Bug #42213
closedtest_reconnect_eviction fails with "RuntimeError: MDS in reject state up:active"
0%
Description
MDS reached `reject` state ("up:active") rather than reaching "up:reconnect"
019-10-02T22:28:57.689 INFO:tasks.cephfs_test_runner:ERROR: test_reconnect_eviction (tasks.cephfs.test_client_recovery.TestClientRecovery) 2019-10-02T22:28:57.689 INFO:tasks.cephfs_test_runner:---------------------------------------------------------------------- 2019-10-02T22:28:57.689 INFO:tasks.cephfs_test_runner:Traceback (most recent call last): 2019-10-02T22:28:57.689 INFO:tasks.cephfs_test_runner: File "/home/teuthworker/src/github.com_ceph_ceph-c_wip-yuri6-testing-2019-10-01-1605-nautilus/qa/tasks/cephfs/test_client_recovery.py", line 193, in test_reconnect_eviction 2019-10-02T22:28:57.689 INFO:tasks.cephfs_test_runner: self.fs.wait_for_state('up:reconnect', reject='up:active', timeout=MDS_RESTART_GRACE) 2019-10-02T22:28:57.690 INFO:tasks.cephfs_test_runner: File "/home/teuthworker/src/github.com_ceph_ceph-c_wip-yuri6-testing-2019-10-01-1605-nautilus/qa/tasks/cephfs/filesystem.py", line 1016, in wait_for_state 2019-10-02T22:28:57.690 INFO:tasks.cephfs_test_runner: raise RuntimeError("MDS in reject state {0}".format(current_state)) 2019-10-02T22:28:57.690 INFO:tasks.cephfs_test_runner:RuntimeError: MDS in reject state up:active 2019-10-02T22:28:57.690 INFO:tasks.cephfs_test_runner:
Updated by Patrick Donnelly over 4 years ago
- Related to Bug #40999: qa: AssertionError: u'open' != 'stale' added
Updated by Patrick Donnelly over 4 years ago
- Subject changed from nautilus: test_reconnect_eviction fails with "RuntimeError: MDS in reject state up:active" to test_reconnect_eviction fails with "RuntimeError: MDS in reject state up:active"

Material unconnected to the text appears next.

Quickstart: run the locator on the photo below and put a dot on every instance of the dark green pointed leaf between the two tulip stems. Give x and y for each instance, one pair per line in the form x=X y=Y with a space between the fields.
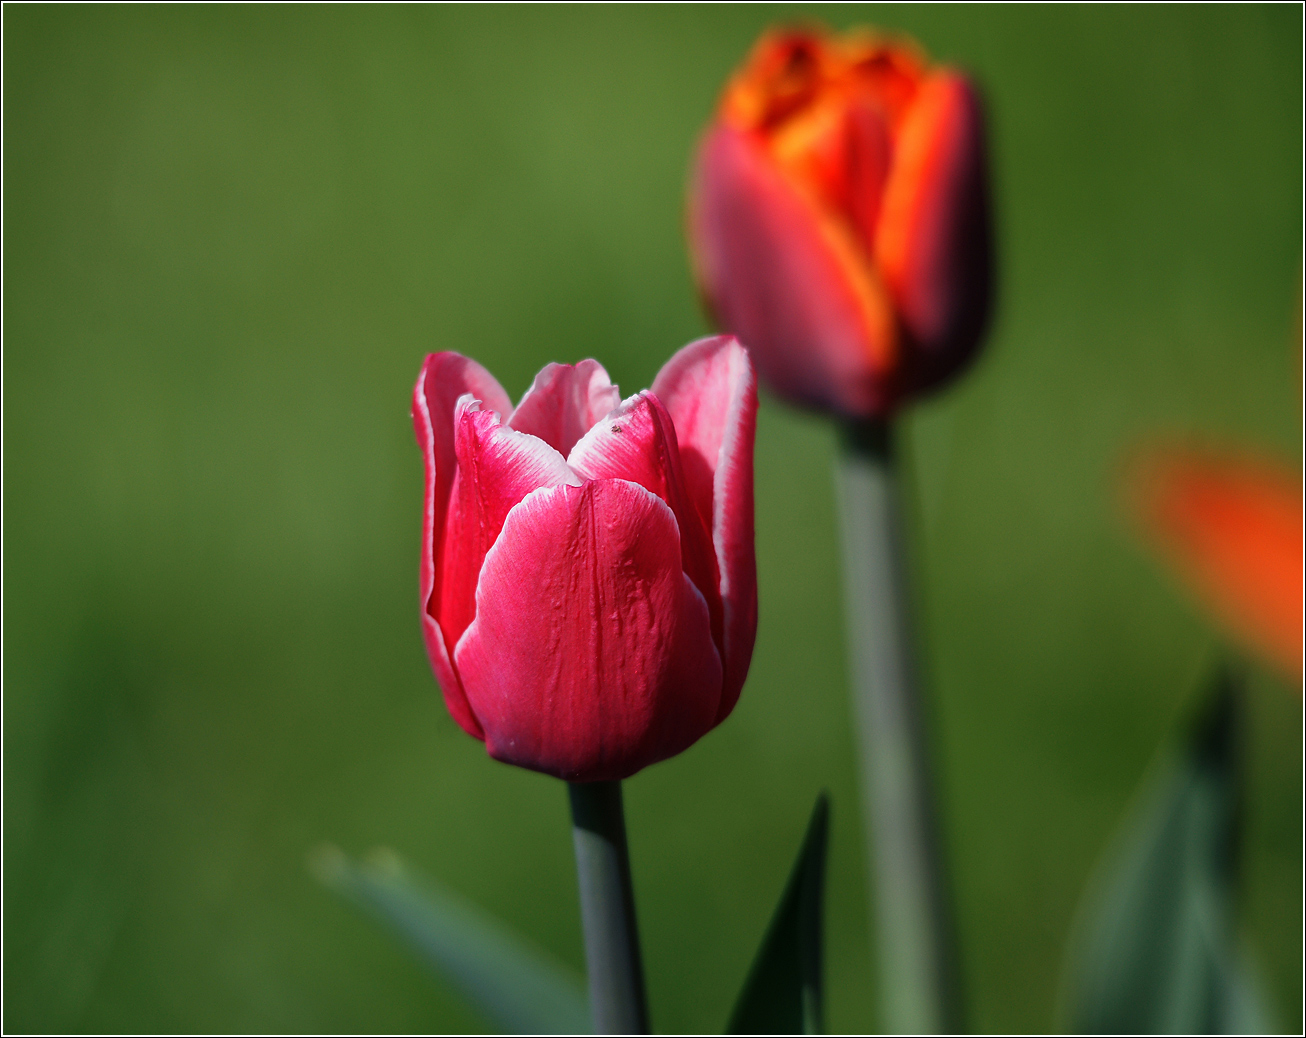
x=783 y=994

- Assignee set to Venky Shankar
- Priority changed from Normal to High
This looks like the same problem as #40999. Can't verify because there are no mds logs. The issue is that the hard reset of the kernel client machine is not immediate. The MDS come back fast enough (<5 seconds) that the kernel client still has time to reconnect before its node is powered off.
Venky, can you quickly check any other places this race occurs in this test file and correct? The race will also exist on master.
Updated by Patrick Donnelly over 4 years ago
- Target version changed from v14.2.5 to v15.0.0
- Backport set to nautilus,mimic
Updated by Venky Shankar over 4 years ago
Patrick Donnelly wrote:
This looks like the same problem as #40999. Can't verify because there are no mds logs. The issue is that the hard reset of the kernel client machine is not immediate. The MDS come back fast enough (<5 seconds) that the kernel client still has time to reconnect before its node is powered off.
Venky, can you quickly check any other places this race occurs in this test file and correct? The race will also exist on master.
ACK -- I'll take a look.
Updated by Venky Shankar over 4 years ago
there's one more instance of this in test_reconnect_eviction() -- need to fix that too. I'll push a PR.
Updated by Venky Shankar over 4 years ago
- Status changed from New to Fix Under Review
- Pull request ID set to 30986
Updated by Patrick Donnelly over 4 years ago
- Status changed from Fix Under Review to Pending Backport
Updated by Nathan Cutler over 4 years ago
- Copied to Backport #42421: mimic: test_reconnect_eviction fails with "RuntimeError: MDS in reject state up:active" added
Updated by Nathan Cutler over 4 years ago
- Copied to Backport #42422: nautilus: test_reconnect_eviction fails with "RuntimeError: MDS in reject state up:active" added
Updated by Nathan Cutler about 4 years ago
- Status changed from Pending Backport to Resolved
While running with --resolve-parent, the script "backport-create-issue" noticed that all backports of this issue are in status "Resolved" or "Rejected".